It may be able to play all the music that’s ever existed while also fitting into your (sensible) pocket, but smartphones actually have a relatively small amount of storage space. An SD card will help to conserve that storage space, but also transferring your photos to main storage can help.
Plugging it in Wrong
USBs only seem to plug in on the third go. You try plugging it in, turn it over and try again, then turn it over again and it works. Why this happens is still a mystery, but it can be easy to get frustrated and jam the plug into the port. If this happens take a breath, have a lie down, make a cup of tea or do whatever you need to do to approach the issue with care, because the USB, particularly micro-USBs, are delicate and are literally your phone’s lifeline.
Rooting your smartphone allows you to have privileged control over your phone’s subsystems. But this is high-level, only advisable for the techies among us. It may be tempting to use some very easy and accessible software tools to make rooting a doddle, but even then if you don’t know what you’re doing you might end up with an expensive, shiny device for fixing uneven table legs.
ROM (Like CD-ROM. Ask your parents) is a way of adding functionality to your phone. You can ‘flash’ ROM onto your phone, effectively burning it into the software. But you should be wary of any activity involving your phone and burning. If you flash the wrong kind of ROM onto your phone, it’s toast.

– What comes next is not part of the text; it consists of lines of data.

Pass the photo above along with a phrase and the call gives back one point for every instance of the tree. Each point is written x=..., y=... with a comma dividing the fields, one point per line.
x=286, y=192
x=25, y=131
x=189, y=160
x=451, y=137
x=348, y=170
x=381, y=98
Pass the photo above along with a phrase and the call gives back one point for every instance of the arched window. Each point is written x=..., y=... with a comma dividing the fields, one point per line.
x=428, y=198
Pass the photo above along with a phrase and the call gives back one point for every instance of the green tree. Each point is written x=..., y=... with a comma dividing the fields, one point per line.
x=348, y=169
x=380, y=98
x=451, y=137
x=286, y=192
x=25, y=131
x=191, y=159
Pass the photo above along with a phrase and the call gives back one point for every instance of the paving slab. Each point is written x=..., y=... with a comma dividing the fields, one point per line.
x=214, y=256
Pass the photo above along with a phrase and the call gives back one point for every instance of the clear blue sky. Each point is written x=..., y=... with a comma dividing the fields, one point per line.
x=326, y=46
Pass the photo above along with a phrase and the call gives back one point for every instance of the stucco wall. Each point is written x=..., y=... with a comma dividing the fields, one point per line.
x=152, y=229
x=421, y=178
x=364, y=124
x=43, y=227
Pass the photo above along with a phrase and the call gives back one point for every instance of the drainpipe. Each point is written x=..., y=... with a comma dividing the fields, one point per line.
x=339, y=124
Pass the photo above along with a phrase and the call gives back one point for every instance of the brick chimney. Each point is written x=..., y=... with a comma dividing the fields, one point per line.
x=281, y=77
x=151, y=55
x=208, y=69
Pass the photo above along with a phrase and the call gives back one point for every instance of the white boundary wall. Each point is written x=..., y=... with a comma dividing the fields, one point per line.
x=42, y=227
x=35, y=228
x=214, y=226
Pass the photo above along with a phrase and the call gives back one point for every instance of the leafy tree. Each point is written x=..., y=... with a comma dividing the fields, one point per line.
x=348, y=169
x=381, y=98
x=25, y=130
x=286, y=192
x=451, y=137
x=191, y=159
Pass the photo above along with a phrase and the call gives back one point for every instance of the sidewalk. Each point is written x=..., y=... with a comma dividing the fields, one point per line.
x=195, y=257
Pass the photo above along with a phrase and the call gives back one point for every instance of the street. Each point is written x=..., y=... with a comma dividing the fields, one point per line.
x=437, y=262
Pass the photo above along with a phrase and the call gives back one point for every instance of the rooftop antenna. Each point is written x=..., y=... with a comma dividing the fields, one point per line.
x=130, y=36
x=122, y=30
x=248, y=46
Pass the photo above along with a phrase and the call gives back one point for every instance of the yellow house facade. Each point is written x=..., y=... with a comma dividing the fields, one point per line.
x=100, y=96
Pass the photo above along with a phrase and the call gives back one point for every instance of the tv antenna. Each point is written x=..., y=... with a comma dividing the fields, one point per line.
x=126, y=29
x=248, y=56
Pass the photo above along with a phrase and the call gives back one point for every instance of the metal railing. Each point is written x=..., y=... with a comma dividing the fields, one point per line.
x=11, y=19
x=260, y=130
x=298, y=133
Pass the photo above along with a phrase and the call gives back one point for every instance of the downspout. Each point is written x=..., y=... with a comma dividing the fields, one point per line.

Malware is no small matter. It can damage your phone and also allow hackers to get access to very sensitive information, including your location at various times in the day and any passwords you might use. You can never be sure that you’re fully protected from malware, but you can take precautions including downloading security apps. But make sure that they’re legitimate security apps from trusted sources, and not themselves malware.